De 1970 a 1986, Andrei Tarkovsky manteve diversos diários, detalhando seus dias, sentimentos, perdas, dívidas e o processo de seus filmes. Dizem que quem mantém o ato de escrever diariamente em cadernos, é um indivíduo que transborda constantemente e precisa se aliviar. Ana Cristina Cesar dizia que o diário é como um confidente para obter o alívio necessário: "(...) o impulso básico de escrever é mobilizar alguém, mas você não sabe direito quem é esse alguém". Talvez, Tarkovsky sabia com quem estava conversando: com ele e para um telespectador que está com ele - talvez seus filhos (que são mencionados constantemente) ou seus admiradores.
O cineasta russo tinha 38 anos quando começou a descrever o que enxergava e o que sentia, seguindo a mesma linha de seus filmes. Em "Diários: 1970 - 1986" (É Realizações Editora, 2011), conhecemos a fundo o diretor que se sacrificou para compreender (ou tentar) o ser humano e a busca da liberdade que sempre desejou. Em um determinado momento, escreveu sobre qual era sua missão em vida: "(...) Quero preencher completamente a vida ou as vidas das pessoas. Estou apertado, a minha alma está apertada, preciso de algum outro recipiente".
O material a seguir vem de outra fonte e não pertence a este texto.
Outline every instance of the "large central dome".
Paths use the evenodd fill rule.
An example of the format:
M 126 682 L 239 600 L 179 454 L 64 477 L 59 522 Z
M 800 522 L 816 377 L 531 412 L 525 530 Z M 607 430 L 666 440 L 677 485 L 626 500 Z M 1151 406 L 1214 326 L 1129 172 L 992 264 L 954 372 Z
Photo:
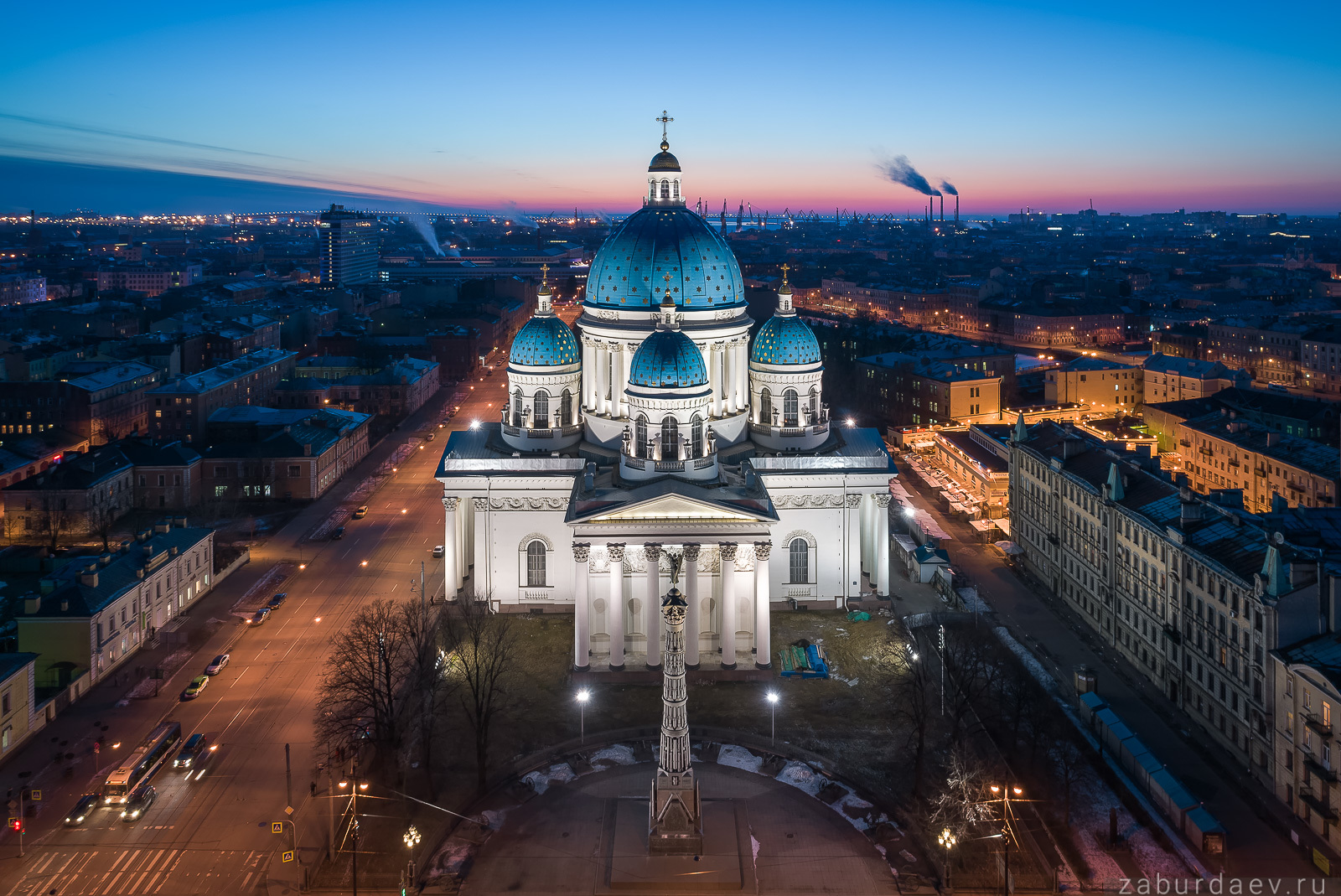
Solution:
M 744 304 L 740 266 L 725 240 L 683 205 L 648 205 L 597 252 L 586 303 L 652 310 L 668 288 L 685 309 Z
A capa do primeiro diário leva o título de "Martirológios", dando um spoiler do que será mostrado nas páginas seguintes: registros dos mártires da vida até a morte. Sua fé é abalada no início dos anos 70, quando Goskino URSS (Comitê Estadual de Cinematografia da URSS na União Soviética) fica em sua cola por conta da longa duração de "Solaris" (1973). Se o início da carreira de Tarkovsky tinha tudo para dar certo, o comitê começa a denegri-lo, com o objetivo de prejudicar seus próximos filmes.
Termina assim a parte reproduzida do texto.